When rke2 is loading images, does the order matter...
# rke2
b
When rke2 is loading images, does the order matter? Does rke2 short-circuit running the kubelet if the resources are loaded first? On systems with slow disk we are seeing long image load times, so we are thinking that if we change the order of what images are loaded that the clusters start up time will be reduced. However, if RKE2 just waits for all the images to load before starting the kubelet, the image load order won't matter.
Copy code
time="2025-03-05T11:12:42-08:00" level=info msg="Imported images from /data/rancher/rke2/agent/images/rke2-runtime.tar.zst in 2.164178596s"

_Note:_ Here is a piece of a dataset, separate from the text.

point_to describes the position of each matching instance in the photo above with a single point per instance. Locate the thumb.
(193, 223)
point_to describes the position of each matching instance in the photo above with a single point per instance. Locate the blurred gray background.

time="2025-03-05T11:21:43-08:00" level=info msg="Imported images from /data/rancher/rke2/agent/images/sensor-images-base-amd64.tar.zst in 9m1.013485723s"
time="2025-03-05T11:21:43-08:00" level=info msg="Importing images from /data/rancher/rke2/agent/images/sensor-images-ml-amd64.tar.zst"
...
time="2025-03-05T11:25:46-08:00" level=fatal msg="Failed to get request handlers from apiserver: context deadline exceeded, failed to get apiserver /readyz status: Get \"<https://127.0.0.1:6443/readyz?timeout=15m0s>\": dial tcp 127.0.0.1:6443: connect: connection refused"
...
time="2025-03-05T11:27:15-08:00" level=info msg="Imported images from /data/rancher/rke2/agent/images/rke2-runtime.tar.zst in 32.039261802s"
time="2025-03-05T11:33:01-08:00" level=info msg="Imported images from /data/rancher/rke2/agent/images/sensor-images-base-amd64.tar.zst in 5m45.071635076s"
time="2025-03-05T11:35:25-08:00" level=info msg="Imported images from /data/rancher/rke2/agent/images/sensor-images-ml-amd64.tar.zst in 2m24.502709118s"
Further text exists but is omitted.